Teraz przyjrzyjmy się bliżej naszej dzisiejszej bohaterce, która jest zarazem przedsmakiem tego, co nas wkrótce czeka:
Meikle Toir The Original
Nota
– moc 50% alc./vol
– region Speyside
– wiek 5yo
– beczka po Bourbonie, ze świeżego amerykańskiego dębu oraz po amerykańskiej whiskey żytniej
– nie filtrowana na zimno,
– nie barwiona karmelem
Oko – Meikle Toir The Original rozlewana jest do butelek o prostym kształcie, zupełnie innym od znanych nam wydań GlenAllachie. Jest klasyczna i zarazem elegancka. Prosta etykieta jest bardzo czytelna i zawiera wszystkie informacje. Kolor whisky jest złoty.

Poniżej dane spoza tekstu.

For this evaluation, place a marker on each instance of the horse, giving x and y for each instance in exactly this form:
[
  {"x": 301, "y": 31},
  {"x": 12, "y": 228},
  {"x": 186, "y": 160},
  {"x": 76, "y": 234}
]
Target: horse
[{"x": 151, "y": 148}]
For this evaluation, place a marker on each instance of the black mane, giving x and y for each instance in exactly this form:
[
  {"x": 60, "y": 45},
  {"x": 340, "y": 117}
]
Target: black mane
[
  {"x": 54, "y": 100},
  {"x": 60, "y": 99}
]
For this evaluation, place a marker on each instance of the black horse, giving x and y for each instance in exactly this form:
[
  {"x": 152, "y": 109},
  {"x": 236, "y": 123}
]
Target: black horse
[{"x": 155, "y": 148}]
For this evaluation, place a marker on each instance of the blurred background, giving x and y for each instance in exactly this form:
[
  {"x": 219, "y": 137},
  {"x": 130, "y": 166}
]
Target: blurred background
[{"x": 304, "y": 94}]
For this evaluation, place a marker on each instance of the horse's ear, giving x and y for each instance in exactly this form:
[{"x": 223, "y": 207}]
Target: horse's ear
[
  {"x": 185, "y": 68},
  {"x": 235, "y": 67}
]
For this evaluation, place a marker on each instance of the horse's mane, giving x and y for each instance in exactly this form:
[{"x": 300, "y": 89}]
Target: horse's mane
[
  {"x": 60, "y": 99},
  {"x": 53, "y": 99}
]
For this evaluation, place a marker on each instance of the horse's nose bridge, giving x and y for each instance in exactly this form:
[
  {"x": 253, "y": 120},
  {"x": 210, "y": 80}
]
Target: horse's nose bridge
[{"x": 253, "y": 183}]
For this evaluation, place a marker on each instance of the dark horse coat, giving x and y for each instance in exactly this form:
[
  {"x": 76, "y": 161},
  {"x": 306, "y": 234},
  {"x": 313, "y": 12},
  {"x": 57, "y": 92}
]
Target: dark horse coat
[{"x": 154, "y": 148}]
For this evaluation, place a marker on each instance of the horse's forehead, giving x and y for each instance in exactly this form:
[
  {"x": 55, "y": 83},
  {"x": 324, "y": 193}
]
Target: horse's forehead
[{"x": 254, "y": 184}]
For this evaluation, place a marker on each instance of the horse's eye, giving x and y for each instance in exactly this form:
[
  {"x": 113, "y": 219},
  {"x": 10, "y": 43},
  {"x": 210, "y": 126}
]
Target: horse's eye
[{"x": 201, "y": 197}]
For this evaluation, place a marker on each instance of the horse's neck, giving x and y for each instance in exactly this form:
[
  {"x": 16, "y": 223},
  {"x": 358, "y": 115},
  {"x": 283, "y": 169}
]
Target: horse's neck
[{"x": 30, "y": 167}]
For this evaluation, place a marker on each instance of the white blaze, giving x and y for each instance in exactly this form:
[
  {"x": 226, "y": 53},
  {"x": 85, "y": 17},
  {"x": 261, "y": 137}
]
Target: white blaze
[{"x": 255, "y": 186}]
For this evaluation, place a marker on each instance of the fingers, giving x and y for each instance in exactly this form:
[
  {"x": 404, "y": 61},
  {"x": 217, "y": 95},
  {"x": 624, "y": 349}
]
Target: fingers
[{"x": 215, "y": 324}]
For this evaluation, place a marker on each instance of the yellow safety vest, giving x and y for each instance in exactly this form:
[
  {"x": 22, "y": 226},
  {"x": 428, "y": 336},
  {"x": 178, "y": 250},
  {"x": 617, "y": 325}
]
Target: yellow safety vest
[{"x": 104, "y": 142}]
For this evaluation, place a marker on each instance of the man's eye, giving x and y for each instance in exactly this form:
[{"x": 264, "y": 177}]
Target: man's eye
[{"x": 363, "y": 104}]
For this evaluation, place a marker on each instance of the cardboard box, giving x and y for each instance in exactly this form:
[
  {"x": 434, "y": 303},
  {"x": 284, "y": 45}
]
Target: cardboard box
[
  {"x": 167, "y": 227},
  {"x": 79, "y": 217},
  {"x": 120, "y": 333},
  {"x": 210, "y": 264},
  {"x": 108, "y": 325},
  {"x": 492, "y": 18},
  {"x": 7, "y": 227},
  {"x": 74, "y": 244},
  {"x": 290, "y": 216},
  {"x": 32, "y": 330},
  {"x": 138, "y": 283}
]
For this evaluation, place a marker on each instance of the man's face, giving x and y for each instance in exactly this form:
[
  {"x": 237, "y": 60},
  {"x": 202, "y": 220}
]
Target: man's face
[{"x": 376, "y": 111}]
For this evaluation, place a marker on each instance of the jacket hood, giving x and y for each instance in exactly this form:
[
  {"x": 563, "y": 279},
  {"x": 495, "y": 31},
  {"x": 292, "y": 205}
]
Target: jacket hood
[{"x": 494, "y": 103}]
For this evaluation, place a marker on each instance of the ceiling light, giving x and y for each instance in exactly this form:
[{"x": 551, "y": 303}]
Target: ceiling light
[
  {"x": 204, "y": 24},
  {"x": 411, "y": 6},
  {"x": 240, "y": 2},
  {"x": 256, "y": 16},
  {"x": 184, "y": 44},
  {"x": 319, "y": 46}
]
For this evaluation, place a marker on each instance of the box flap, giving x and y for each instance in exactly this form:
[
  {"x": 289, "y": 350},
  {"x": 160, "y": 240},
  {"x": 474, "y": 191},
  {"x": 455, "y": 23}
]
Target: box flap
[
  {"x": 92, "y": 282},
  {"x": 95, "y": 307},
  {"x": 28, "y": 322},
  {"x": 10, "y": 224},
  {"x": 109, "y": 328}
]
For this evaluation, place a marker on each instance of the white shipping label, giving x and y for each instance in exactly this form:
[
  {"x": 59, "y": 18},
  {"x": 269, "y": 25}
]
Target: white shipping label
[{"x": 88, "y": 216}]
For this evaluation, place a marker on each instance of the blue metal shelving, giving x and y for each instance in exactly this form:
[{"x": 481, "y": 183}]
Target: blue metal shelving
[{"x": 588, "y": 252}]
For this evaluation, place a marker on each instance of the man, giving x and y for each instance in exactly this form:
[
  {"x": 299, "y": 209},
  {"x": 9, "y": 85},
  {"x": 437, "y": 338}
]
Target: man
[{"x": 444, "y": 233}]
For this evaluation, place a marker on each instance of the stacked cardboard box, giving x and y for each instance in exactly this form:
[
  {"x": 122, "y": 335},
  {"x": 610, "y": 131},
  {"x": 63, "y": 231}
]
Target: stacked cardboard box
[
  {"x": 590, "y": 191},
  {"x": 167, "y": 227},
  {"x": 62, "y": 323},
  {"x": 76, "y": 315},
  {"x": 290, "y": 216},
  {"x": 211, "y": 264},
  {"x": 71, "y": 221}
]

Zapach – mocno dymny, espresso, miód spadziowy, pieczone kasztany, karmelizowane orzechy, słony karmel, sos sojowy, pieprz, anyż, cynamon
Smak – dość ostry, przypalona konfitura wiśniowa, gorzka czekolada, gorzkie migdały, mocno spieczone tosty, imbir, pieprz, popiół, lekka dębowa goryczka i duża dawka torfowego dymu
Finisz – średnio długi, słodko-gorzki, orzechowo-czekoladowy, przyprawa do piernika, przypalone drewno, torf
Moja ocena – 4,5/10
Meikle Toir The Original to dobra, młoda torfowa whisky, która powinna zadowolić każdego fana „peated whisky”. Torfowy dym jest zdecydowanie na pierwszym planie i w aromacie i w smaku. Podczas degustacji, nie opuszczała mnie myśl, jak będzie smakował ten destylat za 10-15 lat. Będę obserwowała każde kolejne wydania, bo już wiem, że będą dobre. Polecam szczególnie miłośnikom whisky dymnej!